Content warning: The language and content of these materials may be difficult for some readers. Many of these documents pertain to the institution of slavery and racism in the eighteenth century and demonstrate the often harsh circumstances that Black men, women, and children faced. Students should be advised that while some of these materials may be upsetting, topics such as enslavement and racial violence are essential to the study of US history.
This project provides a selection of Civil War–era letters that detail lives and events from both the Union and Confederate perspectives.
These newspapers are important sources of unique information about the Founding Era that we cannot find elsewhere. You can explore the “breaking news” of the American Revolution through contemporary newspapers. In addition to the political and military news of the day, these periodicals also published a wealth of other newsworthy items and advertisements that impacted the lives of Americans in the Founding Era. Transcribing these documents not only makes them more accessible, but it is also a great way to learn history from the people who experienced it.

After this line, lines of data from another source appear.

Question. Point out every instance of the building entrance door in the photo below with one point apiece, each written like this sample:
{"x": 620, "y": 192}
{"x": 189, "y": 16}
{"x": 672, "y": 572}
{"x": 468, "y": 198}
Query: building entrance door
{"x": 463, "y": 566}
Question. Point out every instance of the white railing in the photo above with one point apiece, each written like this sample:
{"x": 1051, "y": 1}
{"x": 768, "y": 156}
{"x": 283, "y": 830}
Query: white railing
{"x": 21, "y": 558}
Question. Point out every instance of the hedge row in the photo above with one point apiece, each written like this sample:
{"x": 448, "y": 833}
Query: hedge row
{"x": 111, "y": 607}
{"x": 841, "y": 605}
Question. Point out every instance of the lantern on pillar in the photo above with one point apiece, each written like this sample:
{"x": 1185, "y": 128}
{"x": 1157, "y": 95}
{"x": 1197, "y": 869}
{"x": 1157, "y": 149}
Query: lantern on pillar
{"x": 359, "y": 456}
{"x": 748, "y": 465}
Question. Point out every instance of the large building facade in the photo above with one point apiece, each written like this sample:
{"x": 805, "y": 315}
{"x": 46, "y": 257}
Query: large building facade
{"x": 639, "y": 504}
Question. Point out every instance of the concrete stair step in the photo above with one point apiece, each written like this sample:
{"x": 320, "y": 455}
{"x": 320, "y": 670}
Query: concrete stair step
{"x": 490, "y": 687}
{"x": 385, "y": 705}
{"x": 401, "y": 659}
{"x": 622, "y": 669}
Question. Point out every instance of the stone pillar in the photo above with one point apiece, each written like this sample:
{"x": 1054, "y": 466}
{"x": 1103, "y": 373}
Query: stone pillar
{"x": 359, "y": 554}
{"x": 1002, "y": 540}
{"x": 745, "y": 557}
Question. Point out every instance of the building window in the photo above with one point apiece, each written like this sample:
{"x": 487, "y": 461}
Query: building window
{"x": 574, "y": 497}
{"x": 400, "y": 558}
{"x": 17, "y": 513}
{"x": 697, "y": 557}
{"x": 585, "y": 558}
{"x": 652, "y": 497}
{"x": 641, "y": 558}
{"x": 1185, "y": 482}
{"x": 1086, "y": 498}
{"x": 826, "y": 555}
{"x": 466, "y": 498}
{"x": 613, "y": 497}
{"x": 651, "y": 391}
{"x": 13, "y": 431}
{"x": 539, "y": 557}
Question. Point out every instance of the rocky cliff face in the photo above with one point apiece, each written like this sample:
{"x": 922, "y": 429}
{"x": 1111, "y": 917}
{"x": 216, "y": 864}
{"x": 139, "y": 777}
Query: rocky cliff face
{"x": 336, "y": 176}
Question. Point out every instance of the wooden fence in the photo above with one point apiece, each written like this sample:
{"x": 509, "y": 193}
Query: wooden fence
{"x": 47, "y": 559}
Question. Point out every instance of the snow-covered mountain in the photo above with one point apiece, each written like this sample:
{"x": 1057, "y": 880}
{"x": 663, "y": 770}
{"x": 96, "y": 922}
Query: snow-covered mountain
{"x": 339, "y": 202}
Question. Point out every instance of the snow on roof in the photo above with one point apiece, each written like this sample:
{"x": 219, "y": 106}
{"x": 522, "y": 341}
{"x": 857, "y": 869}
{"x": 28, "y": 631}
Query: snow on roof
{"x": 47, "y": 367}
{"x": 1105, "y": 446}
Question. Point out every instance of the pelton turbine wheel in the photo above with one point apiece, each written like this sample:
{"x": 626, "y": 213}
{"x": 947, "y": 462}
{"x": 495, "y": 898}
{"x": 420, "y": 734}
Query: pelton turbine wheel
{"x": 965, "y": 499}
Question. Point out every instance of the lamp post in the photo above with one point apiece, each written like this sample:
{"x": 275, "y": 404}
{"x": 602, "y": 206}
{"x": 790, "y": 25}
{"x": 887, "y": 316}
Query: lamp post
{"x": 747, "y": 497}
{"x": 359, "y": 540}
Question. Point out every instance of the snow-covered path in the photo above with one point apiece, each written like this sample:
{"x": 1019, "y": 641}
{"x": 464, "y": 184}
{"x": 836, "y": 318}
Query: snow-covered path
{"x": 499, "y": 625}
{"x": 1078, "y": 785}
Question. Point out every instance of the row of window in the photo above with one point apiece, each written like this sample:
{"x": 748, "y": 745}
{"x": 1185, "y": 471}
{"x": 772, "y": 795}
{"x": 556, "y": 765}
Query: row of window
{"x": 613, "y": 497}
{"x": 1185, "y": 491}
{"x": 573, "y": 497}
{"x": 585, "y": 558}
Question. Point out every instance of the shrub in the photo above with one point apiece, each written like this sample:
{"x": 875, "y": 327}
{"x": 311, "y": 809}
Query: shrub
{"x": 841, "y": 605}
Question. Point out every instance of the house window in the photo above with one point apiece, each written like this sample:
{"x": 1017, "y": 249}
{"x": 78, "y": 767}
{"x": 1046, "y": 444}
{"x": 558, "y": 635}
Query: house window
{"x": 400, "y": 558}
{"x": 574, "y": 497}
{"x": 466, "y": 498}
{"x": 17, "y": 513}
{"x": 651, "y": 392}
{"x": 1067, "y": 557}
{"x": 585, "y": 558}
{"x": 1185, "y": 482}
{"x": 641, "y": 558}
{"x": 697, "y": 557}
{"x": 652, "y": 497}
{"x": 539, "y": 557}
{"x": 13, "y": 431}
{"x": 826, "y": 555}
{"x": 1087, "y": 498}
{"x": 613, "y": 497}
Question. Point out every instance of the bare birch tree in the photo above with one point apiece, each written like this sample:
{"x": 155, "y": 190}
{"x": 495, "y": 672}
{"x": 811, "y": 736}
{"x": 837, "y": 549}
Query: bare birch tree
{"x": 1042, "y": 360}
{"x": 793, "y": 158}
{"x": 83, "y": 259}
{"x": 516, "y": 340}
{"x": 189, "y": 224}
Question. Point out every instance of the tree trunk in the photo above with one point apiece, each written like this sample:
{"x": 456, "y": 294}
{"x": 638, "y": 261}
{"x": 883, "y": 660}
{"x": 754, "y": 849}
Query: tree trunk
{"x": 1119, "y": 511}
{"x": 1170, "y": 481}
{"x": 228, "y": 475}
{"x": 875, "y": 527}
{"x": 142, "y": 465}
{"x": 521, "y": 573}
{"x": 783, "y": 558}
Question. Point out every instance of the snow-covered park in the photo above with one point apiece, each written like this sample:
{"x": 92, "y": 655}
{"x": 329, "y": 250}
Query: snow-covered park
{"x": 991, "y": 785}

Sylvia Weiner’s letters offer a unique perspective on life on the home front during World War II. Sylvia describes her days in Brooklyn focusing on her job and her nights at home with various friends and family members. At the same time, she discusses financial difficulties and the struggle for gasoline and certain food products.
A collection of diaries written by Thomas Rogers Booth from 1861 through 1889. Booth was a railroad engineer from New Castle, Delaware. Some entries mention his travel; however, these diaries have not been read, so the content is largely a mystery waiting for transcribers to discover.
Macaulay was a popular British author of historical studies and radical pamphlets. She is recognized as the first Englishwoman to become a historian. Her letters to family and friends reveal her political thoughts and her support of liberty and American independence.
A collection of 297 stereocards that detail battles and life in World War I Europe. A stereocard is a set of two almost identical photos that use an optical illusion to look 3d when viewed through specialized lenses. These stereocards also contain a description of what is happening in the image, intending to be used for educational purposes.
World War II Letters of First Lieutenant Sidney Diamond, 82nd Chemical Battalion, United States Army
Sidney Diamond enlisted in mid-April 1942, interrupting the chemical engineering degree that he was undertaking at City College in New York City. He served as first lieutenant in the 82nd Chemical Battalion. On January 29, 1945, Diamond was killed by a Japanese knee mortar. Throughout his time in service, Sidney maintained a correspondence with Estelle Spero, his sweetheart and subsequently fiancée.
Warren Harold Schwartz primarily wrote to Naomi Horowitz, his girlfriend who late became his wife. Schwartz served in the US Army as a Technician Fifth Grade for the 925th Field Artillery Battalion, 100th Infantry Division. He writes about basic training and his tour of duty in North Carolina, Morocco, Germany, Italy, Tunisia, France, and England. He describes daily life and finding solace with the local Jewish community in North Carolina, and comments on various generals.